Réuni au Centre de coordination et de gestion des crises, le Comité a fait le point sur la situation des inondations au Mali, coordonné les interventions en cours et planifié les actions futures. Depuis le début de l’hivernage, la situation cumulée fait état de 44 inondations, 10 cas de foudre et 4 cas de vent violent. Ces événements ont causé 24 pertes en vies humaines, 35 blessés et l’effondrement de 1 237 maisons. Au total, 2 680 ménages, soit 20 574 personnes, ont été touchés.
Face à ce drame, le gouvernement a présenté ses condoléances les plus attristées aux familles endeuillées et a souhaité un prompt rétablissement aux blessés. Il a réaffirmé être à pied d’œuvre pour apporter assistance aux populations affectées.
Afin de minimiser les conséquences des inondations, plusieurs actions sont en cours, selon le Comité. Il s’agit notamment de la poursuite des travaux de libération des servitudes et lits des marigots du District de Bamako, en particulier au marigot de Kalaban Coura et ses embranchements ; de la mobilisation des brigadiers citoyens et des volontaires dans le cadre du projet « Les Mois citoyens » ; de la diffusion de messages de sensibilisation à travers les radios, la télévision, la presse écrite et l’application digitale SOS Sécurité.
Le Comité a également souligné que la saison des pluies 2025 suit son cours normal sur l’ensemble du pays. Elle reste marquée par des activités pluvio-orageuses d’intensité faible à modérée, à l’exception du Nord des régions de Tombouctou, Taoudéni et Kidal. Toutefois, une baisse d’intensité a été observée par endroits, même si des pluies abondantes peuvent encore survenir localement. La vigilance demeure nécessaire, car les risques d’inondation persistent.

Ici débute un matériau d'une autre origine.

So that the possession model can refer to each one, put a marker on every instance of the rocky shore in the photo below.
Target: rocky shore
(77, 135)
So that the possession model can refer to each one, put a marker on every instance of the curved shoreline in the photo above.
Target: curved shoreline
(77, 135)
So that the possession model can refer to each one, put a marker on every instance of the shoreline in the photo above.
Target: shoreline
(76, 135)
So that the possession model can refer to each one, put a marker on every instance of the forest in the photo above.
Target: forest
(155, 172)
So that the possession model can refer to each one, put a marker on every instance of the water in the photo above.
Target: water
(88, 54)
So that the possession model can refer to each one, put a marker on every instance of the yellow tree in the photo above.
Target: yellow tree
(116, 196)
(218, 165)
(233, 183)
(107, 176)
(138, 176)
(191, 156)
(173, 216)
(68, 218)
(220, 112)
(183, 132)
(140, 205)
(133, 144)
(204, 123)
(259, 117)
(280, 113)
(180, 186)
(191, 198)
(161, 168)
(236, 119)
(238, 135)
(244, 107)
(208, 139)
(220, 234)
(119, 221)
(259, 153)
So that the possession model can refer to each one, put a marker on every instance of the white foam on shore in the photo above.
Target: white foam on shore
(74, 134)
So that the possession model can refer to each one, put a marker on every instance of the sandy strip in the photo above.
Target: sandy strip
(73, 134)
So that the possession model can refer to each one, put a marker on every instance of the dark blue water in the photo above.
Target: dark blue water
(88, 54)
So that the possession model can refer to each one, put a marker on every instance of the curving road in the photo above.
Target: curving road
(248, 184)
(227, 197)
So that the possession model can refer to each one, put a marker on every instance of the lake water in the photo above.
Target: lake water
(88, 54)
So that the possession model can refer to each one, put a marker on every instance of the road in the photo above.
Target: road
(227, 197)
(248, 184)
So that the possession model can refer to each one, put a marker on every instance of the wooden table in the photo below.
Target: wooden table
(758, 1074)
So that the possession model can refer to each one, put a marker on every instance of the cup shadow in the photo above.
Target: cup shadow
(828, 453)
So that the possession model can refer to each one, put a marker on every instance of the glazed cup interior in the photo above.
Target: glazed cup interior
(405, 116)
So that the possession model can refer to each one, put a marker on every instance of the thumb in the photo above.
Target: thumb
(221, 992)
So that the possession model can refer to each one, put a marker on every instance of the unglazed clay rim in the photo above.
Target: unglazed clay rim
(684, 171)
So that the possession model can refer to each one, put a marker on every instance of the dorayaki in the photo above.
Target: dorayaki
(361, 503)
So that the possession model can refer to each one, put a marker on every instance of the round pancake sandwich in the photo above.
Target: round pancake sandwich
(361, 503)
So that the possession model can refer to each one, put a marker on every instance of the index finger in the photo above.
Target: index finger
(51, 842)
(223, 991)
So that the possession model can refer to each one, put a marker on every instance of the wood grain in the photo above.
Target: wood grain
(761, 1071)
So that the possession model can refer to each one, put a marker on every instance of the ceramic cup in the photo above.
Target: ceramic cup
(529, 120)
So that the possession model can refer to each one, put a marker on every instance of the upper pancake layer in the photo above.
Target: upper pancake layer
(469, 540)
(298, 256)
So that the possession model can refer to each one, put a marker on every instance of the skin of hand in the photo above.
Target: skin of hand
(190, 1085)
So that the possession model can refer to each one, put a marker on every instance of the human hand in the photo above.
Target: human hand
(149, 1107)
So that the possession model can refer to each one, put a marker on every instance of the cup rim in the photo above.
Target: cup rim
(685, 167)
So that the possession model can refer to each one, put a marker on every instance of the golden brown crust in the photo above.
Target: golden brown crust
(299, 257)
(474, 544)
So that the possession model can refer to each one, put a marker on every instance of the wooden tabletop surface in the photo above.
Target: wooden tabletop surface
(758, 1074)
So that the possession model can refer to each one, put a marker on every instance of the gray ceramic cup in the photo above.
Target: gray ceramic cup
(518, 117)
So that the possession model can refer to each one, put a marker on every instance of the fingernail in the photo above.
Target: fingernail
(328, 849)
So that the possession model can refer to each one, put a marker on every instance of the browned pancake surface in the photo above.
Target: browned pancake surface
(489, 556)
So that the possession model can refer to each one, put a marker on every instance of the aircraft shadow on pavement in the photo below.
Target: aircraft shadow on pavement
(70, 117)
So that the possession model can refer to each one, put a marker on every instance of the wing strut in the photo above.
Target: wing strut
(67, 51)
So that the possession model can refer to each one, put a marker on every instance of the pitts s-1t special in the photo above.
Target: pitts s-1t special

Sur le plan hydrologique, la montée du niveau d’eau se poursuit dans tous les cours d’eau du Mali, avec des fluctuations liées aux fortes pluviométries enregistrées dans les hauts bassins du Niger, du Sénégal et du Bani. Des lâchers d’eau sont en cours au barrage de Manantali.
À la date du 1er octobre 2025, des risques modérés de débordement persistent, notamment dans les marigots naturels de Bamako, où des crues éclairs peuvent survenir. Par ailleurs, les seuils d’alerte des stations hydrologiques de Bamako et Kayes ont été dépassés respectivement de 10 cm et 3 cm.